Despite the pause, market volatility has intensified. The yield on Sri Lanka’s 4% plain vanilla bond due in April 2028 has now dropped below 7%, hovering around what analysts consider the “market access” level.
Meanwhile, macro-linked (GDP-linked) bonds have come under significant pressure. The 2030 issue saw its yield jump from 5.76% in mid-March to 8.06% by last week, according to data from the Central Bank. Similarly, the 2033 bond rose from 7.17% to 8.72%.
Governance-linked bonds—structured so yields drop when reform benchmarks are achieved—have witnessed a dramatic spike as well. Previously trading near 1%, they have now soared above 11%, reflecting heightened investor anxiety.
Sri Lanka’s bonds, like many issued by emerging markets, are known for their limited liquidity, making them prone to sharp price swings. This comes at a time when global treasury markets are under strain due to rising U.S. budget deficits and the disruptive impact of new trade tariffs.
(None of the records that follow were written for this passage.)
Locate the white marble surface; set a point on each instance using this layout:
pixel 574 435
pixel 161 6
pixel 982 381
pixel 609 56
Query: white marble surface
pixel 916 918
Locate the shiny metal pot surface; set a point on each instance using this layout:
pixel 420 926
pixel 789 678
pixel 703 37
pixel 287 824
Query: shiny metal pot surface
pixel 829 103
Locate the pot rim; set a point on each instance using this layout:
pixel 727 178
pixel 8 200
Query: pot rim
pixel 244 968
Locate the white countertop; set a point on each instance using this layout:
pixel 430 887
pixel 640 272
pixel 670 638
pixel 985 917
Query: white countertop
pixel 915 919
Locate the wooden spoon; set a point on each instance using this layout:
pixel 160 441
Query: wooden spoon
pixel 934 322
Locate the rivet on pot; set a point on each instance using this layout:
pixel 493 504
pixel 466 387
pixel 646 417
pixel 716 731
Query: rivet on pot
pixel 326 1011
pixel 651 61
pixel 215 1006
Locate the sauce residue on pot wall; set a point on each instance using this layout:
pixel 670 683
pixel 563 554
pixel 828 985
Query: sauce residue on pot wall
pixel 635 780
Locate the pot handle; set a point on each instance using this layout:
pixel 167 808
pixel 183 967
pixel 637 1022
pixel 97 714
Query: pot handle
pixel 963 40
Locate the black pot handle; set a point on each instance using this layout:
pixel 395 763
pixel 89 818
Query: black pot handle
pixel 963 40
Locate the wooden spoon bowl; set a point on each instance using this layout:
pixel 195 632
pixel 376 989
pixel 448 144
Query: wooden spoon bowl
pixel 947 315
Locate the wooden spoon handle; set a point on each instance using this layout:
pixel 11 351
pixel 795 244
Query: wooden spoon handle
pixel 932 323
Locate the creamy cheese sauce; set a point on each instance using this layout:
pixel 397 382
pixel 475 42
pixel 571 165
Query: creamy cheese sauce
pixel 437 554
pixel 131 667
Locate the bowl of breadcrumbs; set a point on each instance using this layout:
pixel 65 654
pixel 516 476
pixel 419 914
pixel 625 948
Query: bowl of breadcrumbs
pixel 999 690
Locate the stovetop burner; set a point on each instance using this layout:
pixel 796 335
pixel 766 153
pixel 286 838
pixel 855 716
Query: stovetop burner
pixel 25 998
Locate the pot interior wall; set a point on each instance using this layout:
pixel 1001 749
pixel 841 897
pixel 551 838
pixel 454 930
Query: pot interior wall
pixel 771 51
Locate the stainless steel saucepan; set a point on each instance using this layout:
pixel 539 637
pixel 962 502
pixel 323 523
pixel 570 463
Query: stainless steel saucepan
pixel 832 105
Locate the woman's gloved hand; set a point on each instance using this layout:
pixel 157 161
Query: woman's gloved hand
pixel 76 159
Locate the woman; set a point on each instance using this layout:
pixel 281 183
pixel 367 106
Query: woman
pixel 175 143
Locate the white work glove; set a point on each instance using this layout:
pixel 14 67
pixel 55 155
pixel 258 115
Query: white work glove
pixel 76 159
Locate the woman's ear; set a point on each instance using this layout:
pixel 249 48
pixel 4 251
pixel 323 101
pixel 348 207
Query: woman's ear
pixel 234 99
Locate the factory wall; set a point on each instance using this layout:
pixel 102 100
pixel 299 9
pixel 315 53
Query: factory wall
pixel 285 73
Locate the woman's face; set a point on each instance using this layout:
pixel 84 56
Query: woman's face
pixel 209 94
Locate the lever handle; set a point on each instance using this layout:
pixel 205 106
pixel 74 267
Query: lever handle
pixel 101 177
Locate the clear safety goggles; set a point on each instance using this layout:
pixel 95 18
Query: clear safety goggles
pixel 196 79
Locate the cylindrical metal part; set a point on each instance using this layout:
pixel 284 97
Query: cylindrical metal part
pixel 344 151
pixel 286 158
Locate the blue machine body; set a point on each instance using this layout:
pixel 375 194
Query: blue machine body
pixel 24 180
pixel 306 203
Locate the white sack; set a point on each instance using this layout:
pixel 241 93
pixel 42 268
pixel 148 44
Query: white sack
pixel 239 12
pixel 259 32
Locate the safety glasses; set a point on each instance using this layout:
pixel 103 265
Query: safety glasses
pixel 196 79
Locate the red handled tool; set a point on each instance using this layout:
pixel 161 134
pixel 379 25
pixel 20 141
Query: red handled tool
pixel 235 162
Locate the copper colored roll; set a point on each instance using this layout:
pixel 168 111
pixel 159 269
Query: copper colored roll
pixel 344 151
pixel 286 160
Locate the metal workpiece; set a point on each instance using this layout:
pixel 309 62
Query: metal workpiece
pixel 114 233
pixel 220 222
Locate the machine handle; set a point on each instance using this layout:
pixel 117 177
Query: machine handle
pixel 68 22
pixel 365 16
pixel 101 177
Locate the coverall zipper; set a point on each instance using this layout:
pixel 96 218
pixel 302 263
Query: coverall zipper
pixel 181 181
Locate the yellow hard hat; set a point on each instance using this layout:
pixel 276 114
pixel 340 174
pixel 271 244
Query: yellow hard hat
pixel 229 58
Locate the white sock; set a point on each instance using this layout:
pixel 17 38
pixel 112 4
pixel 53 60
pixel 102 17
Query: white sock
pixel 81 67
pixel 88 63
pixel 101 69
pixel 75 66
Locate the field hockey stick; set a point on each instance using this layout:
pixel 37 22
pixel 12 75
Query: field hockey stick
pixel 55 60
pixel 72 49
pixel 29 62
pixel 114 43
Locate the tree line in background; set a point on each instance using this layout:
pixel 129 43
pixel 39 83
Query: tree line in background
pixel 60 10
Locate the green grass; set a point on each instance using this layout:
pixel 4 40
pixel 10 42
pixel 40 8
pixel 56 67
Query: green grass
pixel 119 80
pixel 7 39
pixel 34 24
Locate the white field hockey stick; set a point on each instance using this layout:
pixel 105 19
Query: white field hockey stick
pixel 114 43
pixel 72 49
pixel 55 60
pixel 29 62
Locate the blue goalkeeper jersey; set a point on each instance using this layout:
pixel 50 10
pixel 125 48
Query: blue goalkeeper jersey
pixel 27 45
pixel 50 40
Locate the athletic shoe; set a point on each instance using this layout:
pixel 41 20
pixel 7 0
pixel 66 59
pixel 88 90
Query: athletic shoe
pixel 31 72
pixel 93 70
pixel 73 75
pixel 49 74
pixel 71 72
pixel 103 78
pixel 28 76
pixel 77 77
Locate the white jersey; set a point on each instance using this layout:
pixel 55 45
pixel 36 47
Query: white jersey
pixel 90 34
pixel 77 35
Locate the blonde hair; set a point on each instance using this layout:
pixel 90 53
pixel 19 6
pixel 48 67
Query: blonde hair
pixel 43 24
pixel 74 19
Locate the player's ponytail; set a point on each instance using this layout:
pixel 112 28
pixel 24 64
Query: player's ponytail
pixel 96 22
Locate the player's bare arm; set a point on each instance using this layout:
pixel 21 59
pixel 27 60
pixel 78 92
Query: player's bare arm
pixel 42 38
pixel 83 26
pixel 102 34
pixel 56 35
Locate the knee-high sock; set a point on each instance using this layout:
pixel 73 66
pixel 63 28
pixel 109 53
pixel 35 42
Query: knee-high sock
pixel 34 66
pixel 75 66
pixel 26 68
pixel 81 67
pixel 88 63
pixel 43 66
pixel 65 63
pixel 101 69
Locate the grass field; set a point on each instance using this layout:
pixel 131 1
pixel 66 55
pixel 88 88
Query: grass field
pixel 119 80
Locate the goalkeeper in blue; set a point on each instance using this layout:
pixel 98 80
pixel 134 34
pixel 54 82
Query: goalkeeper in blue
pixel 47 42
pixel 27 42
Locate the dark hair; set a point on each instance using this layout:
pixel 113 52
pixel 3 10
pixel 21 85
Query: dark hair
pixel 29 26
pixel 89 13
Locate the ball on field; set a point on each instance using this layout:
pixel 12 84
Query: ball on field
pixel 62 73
The broader context behind this volatility stretches back to April last year, when ECONOMYNEXT’s economic columnist warned of looming instability in U.S. Treasury markets. That warning followed years of macroeconomic policies aimed at reducing reliance on foreign creditors.
Both the U.S. Treasury and the International Monetary Fund (IMF) had taken steps to dismantle what they termed the “Asian Savings Glut”—a trend that had previously supported U.S. debt markets. This policy shift encouraged nations like China to abandon pegged exchange rates and reduce their U.S. bond holdings.
China, which once held over $1.2 trillion in U.S. Treasuries, has now cut its exposure to around $700 billion. In 2014, China amended the legal framework governing its central bank, allowing for a near-complete float of its currency and a halt to reserve accumulation.
The move echoes recent developments with the Bank of Russia, which opted for a clean float and dramatically hiked interest rates to 22% after its foreign reserves were frozen by the U.S. The policy shift deprived the U.S. of triggering a currency crisis through a collapsing soft-peg—a scenario similar to Sri Lanka’s past financial challenges.
As geopolitical tensions and economic recalibrations continue, Sri Lanka’s debt markets remain at the mercy of global forces far beyond its shores.